Megan J. Smith still looks like the college athlete she was more than 10 years ago. At 35, she has the tall grace of a swimmer, blue eyes and shoulder-length, sandy-brown hair. But as CEO of PlanetOut, Smith has graduated from swim meets to business lunches and from engineering classes to human rights.
Heading up a portal aimed at gays and lesbians is more than a job for Smith. "I think I personalize PlanetOut a little bit," she says.
She came out herself when she was 28. Smith says her mother "jumped into the closet once I had come out," but adds that her parents are now supportive, as are the parents of her partner, Wall Street Journal tech writer Kara Swisher.
Smith has moxie, connections and plenty of experience with computer and Internet companies. She started working with PlanetOut as an adviser in 1996, after spending time at Apple Computer in Tokyo and at General Magic. She was named the site's CEO in 1997.
While General Magic's handheld devices were ahead of their time, Smith says PlanetOut's timing is right on. The site has 360,000 registered members and adds about 1,000 more each day. More than 200 companies advertise on the site.
In what Smith calls the largest ad buy in gay media, NextCard will pay the site $11 million to distribute a cobranded Visa card.
But PlanetOut now faces tough competition.

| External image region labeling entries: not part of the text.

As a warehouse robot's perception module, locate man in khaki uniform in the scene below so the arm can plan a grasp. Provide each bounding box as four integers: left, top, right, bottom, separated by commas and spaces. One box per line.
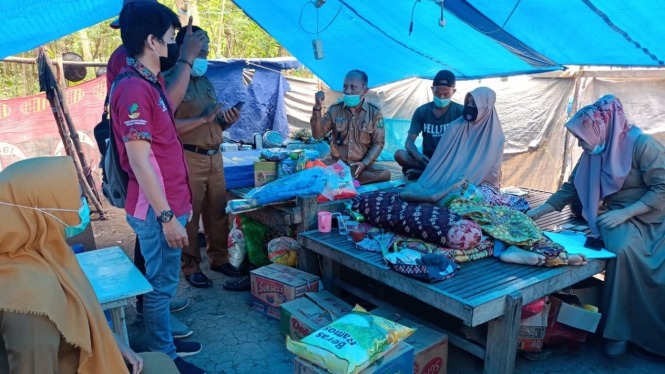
164, 26, 241, 288
309, 70, 390, 184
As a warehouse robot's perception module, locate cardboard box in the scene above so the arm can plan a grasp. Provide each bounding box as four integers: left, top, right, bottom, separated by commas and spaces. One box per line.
545, 294, 602, 344
293, 342, 414, 374
280, 291, 353, 341
556, 303, 601, 333
517, 302, 550, 352
254, 161, 277, 187
250, 264, 319, 320
370, 308, 448, 374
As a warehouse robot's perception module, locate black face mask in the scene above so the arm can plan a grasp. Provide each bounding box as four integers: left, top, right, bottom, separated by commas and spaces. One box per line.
159, 43, 180, 71
462, 105, 478, 122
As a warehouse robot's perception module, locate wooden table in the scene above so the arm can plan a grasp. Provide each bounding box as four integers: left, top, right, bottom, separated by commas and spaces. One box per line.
76, 247, 152, 344
298, 190, 605, 374
228, 162, 405, 235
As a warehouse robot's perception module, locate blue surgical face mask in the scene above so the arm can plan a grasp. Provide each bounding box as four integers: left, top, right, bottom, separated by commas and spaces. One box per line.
434, 96, 450, 108
344, 94, 362, 107
191, 58, 208, 77
589, 143, 605, 155
65, 197, 90, 238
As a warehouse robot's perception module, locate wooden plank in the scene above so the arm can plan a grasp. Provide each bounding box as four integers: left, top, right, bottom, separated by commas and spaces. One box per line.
296, 195, 318, 232
484, 292, 522, 374
236, 207, 292, 235
111, 306, 129, 346
449, 263, 540, 299
321, 257, 341, 295
437, 258, 520, 293
298, 233, 471, 321
466, 260, 605, 326
333, 279, 485, 358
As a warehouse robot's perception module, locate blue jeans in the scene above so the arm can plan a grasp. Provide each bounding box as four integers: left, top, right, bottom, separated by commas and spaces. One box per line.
127, 207, 187, 359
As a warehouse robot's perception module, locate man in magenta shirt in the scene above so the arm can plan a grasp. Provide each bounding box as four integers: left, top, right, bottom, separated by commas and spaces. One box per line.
102, 0, 207, 348
110, 2, 204, 374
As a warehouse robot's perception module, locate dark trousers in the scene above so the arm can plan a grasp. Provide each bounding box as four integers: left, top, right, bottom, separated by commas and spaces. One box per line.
134, 236, 145, 303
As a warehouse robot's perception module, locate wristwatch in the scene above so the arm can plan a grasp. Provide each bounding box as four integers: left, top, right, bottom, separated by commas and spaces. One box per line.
157, 210, 173, 223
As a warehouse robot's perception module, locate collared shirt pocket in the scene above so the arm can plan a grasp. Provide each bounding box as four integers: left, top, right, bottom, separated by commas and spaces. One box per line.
182, 90, 196, 102
360, 121, 374, 145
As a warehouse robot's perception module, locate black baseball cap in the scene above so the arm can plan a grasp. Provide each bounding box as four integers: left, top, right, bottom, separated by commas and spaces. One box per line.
432, 70, 455, 87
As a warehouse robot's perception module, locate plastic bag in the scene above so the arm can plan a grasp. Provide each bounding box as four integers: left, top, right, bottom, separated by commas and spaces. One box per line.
245, 166, 342, 205
286, 306, 415, 374
438, 180, 485, 208
229, 217, 247, 269
316, 161, 358, 203
240, 217, 271, 267
261, 148, 289, 161
268, 236, 299, 267
226, 199, 259, 214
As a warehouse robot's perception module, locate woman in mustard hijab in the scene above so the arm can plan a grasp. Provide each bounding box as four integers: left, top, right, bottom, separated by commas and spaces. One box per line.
0, 157, 177, 374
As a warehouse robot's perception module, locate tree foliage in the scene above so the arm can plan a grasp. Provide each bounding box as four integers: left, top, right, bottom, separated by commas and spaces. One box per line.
0, 0, 312, 99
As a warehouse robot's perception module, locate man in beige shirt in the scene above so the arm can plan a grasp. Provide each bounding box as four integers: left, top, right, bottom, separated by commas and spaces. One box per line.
164, 26, 241, 288
309, 70, 390, 184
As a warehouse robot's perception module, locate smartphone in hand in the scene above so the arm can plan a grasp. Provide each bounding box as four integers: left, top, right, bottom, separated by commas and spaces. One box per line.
584, 236, 605, 251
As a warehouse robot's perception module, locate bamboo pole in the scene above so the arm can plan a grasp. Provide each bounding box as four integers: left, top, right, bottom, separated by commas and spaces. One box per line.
45, 47, 102, 205
559, 68, 584, 187
49, 89, 106, 220
0, 57, 107, 67
37, 46, 106, 220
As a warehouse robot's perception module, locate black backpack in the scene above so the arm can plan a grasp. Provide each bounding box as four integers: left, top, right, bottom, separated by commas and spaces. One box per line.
100, 70, 173, 208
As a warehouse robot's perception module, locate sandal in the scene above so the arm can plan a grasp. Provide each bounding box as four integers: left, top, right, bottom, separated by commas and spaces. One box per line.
522, 345, 568, 362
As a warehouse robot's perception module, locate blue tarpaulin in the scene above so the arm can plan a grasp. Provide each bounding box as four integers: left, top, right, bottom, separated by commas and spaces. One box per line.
234, 0, 665, 90
206, 58, 302, 142
0, 0, 122, 58
0, 0, 665, 90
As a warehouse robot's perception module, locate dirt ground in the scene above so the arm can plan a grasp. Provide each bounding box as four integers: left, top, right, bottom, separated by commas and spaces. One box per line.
92, 208, 665, 374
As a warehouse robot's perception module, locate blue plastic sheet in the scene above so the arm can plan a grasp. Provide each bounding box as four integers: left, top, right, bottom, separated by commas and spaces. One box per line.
379, 118, 423, 161
206, 59, 302, 142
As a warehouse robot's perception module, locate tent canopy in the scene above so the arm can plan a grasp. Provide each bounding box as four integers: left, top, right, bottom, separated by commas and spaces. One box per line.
0, 0, 122, 58
0, 0, 665, 90
234, 0, 665, 90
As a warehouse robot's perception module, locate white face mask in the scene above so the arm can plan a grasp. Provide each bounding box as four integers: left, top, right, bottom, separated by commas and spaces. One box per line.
191, 58, 208, 77
589, 144, 605, 155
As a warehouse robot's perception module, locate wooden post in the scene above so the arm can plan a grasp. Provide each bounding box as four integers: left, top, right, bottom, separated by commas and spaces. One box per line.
559, 68, 584, 187
321, 257, 342, 296
38, 47, 106, 207
58, 79, 102, 205
217, 0, 226, 58
484, 292, 522, 374
296, 195, 319, 274
49, 89, 106, 220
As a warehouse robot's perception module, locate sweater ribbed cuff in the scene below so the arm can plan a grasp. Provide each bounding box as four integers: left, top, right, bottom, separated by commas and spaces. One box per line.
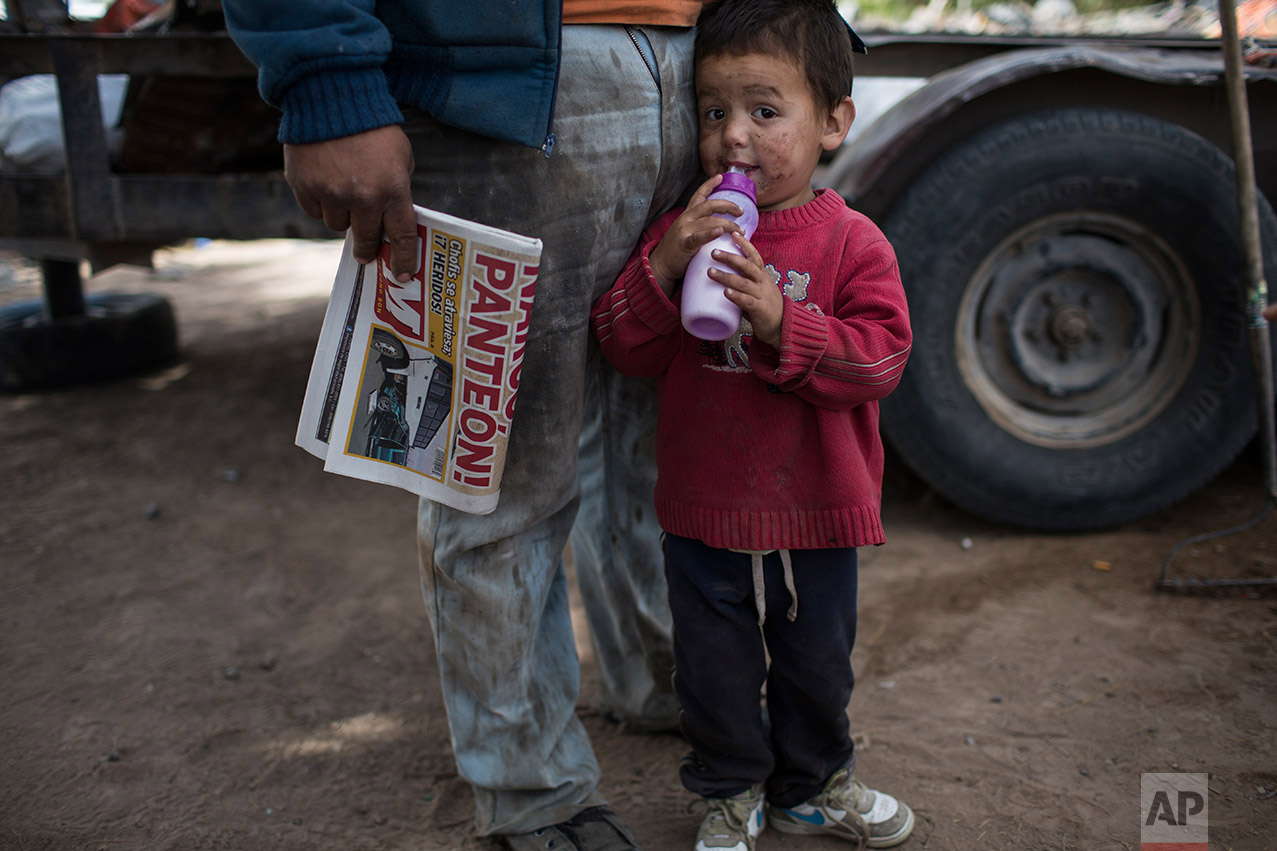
753, 298, 829, 390
280, 68, 404, 144
622, 243, 679, 336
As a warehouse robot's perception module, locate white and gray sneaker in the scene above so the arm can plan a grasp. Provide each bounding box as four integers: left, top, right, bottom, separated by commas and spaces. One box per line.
696, 786, 767, 851
767, 768, 913, 848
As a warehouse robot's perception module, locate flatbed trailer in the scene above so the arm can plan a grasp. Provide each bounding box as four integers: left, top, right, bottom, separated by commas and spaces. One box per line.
0, 13, 1277, 529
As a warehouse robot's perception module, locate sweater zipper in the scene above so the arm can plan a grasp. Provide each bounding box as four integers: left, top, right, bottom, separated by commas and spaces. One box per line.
541, 13, 563, 160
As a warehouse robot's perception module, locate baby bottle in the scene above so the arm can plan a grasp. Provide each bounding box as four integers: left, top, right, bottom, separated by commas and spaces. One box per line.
681, 167, 759, 340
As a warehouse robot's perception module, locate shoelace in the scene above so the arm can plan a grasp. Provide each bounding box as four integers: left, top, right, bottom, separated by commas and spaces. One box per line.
825, 774, 870, 851
706, 797, 757, 836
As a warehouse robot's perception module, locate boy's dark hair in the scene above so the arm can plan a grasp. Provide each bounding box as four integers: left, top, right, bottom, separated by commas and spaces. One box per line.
696, 0, 865, 109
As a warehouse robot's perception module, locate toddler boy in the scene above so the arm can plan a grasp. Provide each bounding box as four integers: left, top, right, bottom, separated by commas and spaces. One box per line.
593, 0, 914, 851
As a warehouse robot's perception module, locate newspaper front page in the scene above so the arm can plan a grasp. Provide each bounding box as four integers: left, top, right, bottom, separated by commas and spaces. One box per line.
296, 207, 541, 514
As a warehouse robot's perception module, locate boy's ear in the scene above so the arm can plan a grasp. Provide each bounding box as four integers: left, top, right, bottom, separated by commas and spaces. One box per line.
820, 96, 856, 151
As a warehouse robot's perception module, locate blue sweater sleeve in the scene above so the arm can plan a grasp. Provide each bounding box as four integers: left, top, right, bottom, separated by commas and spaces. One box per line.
222, 0, 404, 143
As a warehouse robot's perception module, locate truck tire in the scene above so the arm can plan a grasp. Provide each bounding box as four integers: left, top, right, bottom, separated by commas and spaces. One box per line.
0, 293, 178, 392
882, 109, 1277, 530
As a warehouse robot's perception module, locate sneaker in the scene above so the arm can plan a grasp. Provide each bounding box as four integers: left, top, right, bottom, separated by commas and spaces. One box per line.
767, 768, 913, 848
696, 786, 767, 851
501, 806, 642, 851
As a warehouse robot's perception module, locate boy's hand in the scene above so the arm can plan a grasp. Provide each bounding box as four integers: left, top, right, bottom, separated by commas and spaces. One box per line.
709, 233, 785, 349
647, 174, 744, 296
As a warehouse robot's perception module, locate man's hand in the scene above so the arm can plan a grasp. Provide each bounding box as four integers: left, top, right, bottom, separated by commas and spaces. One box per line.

Web sites like Gay.com, the Gaywire News Network and the Gay Financial Network are racing to provide content to the lucrative market. By hosting chat areas and furnishing news on gay issues, the sites are targeting the estimated 16 million gay people in the U.S., 6.8 million of whom are online.
Smith was among the angel investors who put $3 million into PlanetOut in 1995.
The company has also received backing from America Online, which took part in PlanetOut's $16.4 million second round of funding last year.
Despite its marketing and fundraising successes, PlanetOut remains unprofitable. "Like most Internet companies, we are making money but we're not nearly profitable," Smith says, adding that the portal probably won't show a profit for another two years.
In the meantime, PlanetOut could go public or be acquired. "I think the next step for PlanetOut is to find some strategic media partner," Smith notes, citing the alliances that have been forged between iVillage and NBC, and between ThirdAge Media and CBS. "PlanetOut will either become a public company or ... become a part of one of the bigger portals."
Like other athletes, Smith likes to take risks and isn't easily scared by rivals. In one of her more celebrated accomplishments, she and some fellow MIT students built a solar-powered car and raced it in Australia.
Smith sees the Internet and sites like PlanetOut as catalysts for social change: "The Internet allows a company like PlanetOut to be included with the bankers, with the VCs - to be included in the party."